# What a crazy egg day!



## tortadise (May 7, 2014)

Geeze come home from work, throw some shorts on and bam eggs everywhere. 

Got one egg from some pretty rare lobatse hinge backs that just came a few weeks ago from South Africa. Here's the mom. Still in quarantine too.


It's the egg on the top. Being cooled with the Chaco egg that was laid Saturday



Then our big leopard laid a 17 egg clutch. Pretty good size clutch. She usually lays around 10-12




Then found 4 eggs in the Sri Lankan star pen.

During all this madness the dogs were going crazy at the steps for one of the building is. Find out it was a cottonmouth. So battled trying to catch that for 30 minutes. What a night.


----------



## guille24 (May 7, 2014)

Awesome ! Congrats and I hope all of the hatch !


----------



## bouaboua (May 7, 2014)

Congrats, Congrats, Congrats! ! ! ! !!


----------



## wellington (May 7, 2014)

Wow, busy, busy. Good luck with them.


----------



## shanu303 (May 7, 2014)

CONGRATS!!


----------



## mike taylor (May 7, 2014)

You didn't kill it did you? I love snakes just as much as tortoises .


----------



## tortoise Inc (May 7, 2014)

What's going on in Picture four, is she digging, do they wee to make the soil diggable if soil is to dry....


----------



## tortadise (May 8, 2014)

mike taylor said:


> You didn't kill it did you? I love snakes just as much as tortoises .


I didn't it did get away though. Found a crack into the siding of the outside greenhouse. So he's living around there. Not too worried about the torts and snakes. Torts are so docile they pose no threat. But all the volunteers, and my dogs I do worry about. I always relocate them a couple hundred acres up to a pond. Except the copperheads. I take them about a1000 acres over to a forest area.


----------



## tortadise (May 8, 2014)

tortoise Inc said:


> What's going on in Picture four, is she digging, do they wee to make the soil diggable if soil is to dry....

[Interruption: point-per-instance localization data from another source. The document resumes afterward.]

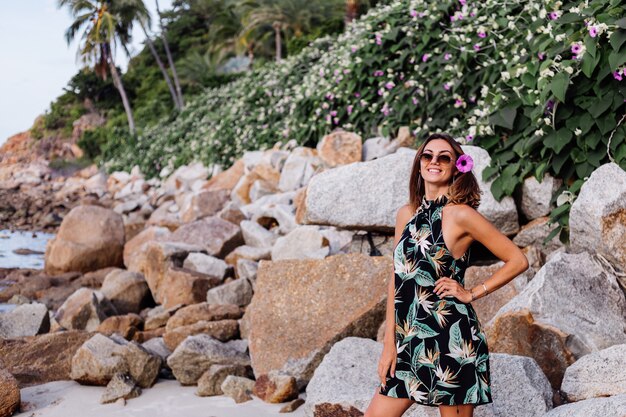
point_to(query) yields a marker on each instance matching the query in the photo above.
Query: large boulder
(334, 197)
(597, 218)
(90, 238)
(321, 301)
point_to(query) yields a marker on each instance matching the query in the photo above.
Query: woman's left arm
(481, 229)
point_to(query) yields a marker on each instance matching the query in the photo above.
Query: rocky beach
(261, 289)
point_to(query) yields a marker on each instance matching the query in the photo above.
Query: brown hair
(463, 189)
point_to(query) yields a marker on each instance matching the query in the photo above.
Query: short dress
(443, 357)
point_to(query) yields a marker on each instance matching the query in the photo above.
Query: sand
(165, 398)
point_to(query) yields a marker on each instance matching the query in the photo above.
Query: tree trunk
(170, 61)
(352, 8)
(161, 67)
(276, 26)
(117, 82)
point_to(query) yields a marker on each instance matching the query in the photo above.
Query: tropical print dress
(443, 358)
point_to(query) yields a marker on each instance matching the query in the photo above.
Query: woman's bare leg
(384, 406)
(463, 410)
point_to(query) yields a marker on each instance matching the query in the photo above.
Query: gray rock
(304, 242)
(598, 374)
(536, 195)
(197, 353)
(206, 264)
(256, 235)
(238, 291)
(614, 406)
(576, 294)
(25, 320)
(238, 388)
(120, 386)
(597, 218)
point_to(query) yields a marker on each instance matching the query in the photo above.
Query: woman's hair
(463, 189)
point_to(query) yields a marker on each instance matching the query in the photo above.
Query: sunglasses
(443, 159)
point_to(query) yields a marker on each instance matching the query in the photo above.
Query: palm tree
(168, 53)
(103, 29)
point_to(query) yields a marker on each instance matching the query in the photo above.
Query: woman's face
(438, 170)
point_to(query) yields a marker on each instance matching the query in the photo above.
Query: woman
(435, 351)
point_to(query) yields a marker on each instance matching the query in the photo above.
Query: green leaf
(559, 85)
(617, 39)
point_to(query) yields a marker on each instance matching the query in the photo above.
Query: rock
(517, 333)
(210, 383)
(304, 242)
(238, 292)
(126, 325)
(590, 309)
(536, 195)
(120, 386)
(256, 235)
(127, 291)
(288, 301)
(10, 398)
(205, 264)
(222, 330)
(299, 167)
(25, 320)
(204, 203)
(598, 374)
(275, 387)
(333, 197)
(598, 215)
(85, 309)
(133, 247)
(35, 360)
(614, 406)
(74, 250)
(218, 237)
(238, 388)
(340, 148)
(197, 353)
(94, 362)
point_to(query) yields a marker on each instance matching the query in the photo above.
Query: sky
(36, 60)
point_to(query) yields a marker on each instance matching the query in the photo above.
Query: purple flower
(464, 163)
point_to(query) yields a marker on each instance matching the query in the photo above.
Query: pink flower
(464, 163)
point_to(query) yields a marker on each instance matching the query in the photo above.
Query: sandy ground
(165, 398)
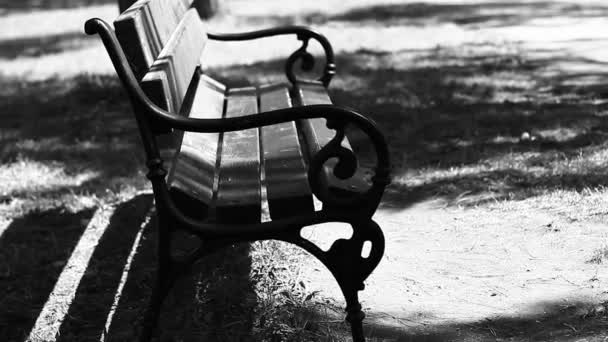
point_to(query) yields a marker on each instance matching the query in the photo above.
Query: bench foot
(350, 268)
(355, 316)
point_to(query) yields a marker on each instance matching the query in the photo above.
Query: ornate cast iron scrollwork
(303, 34)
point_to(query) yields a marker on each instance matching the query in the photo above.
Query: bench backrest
(163, 40)
(146, 27)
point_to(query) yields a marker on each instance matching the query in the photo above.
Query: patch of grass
(599, 256)
(287, 310)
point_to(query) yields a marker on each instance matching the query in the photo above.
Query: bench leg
(350, 269)
(163, 283)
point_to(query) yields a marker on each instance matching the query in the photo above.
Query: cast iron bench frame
(343, 259)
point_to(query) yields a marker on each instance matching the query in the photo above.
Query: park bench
(216, 155)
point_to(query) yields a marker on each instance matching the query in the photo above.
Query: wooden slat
(194, 166)
(179, 58)
(239, 188)
(145, 28)
(318, 135)
(285, 171)
(166, 15)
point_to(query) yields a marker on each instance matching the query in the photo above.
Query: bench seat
(234, 173)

Yep females will urinate to make the soil muddy or more clay like. Easier to excavate. Took her about an hour or so to dig this nest. Nice black soil down here. When water hits it (or any liquid) it's perfect nest digging substrate.


----------



## Jacqui (May 18, 2014)

Pretty hingeback, sure hope her egg hatches... and the rest too of course!


----------



## tortadise (May 19, 2014)

Jacqui said:


> Pretty hingeback, sure hope her egg hatches... and the rest too of course!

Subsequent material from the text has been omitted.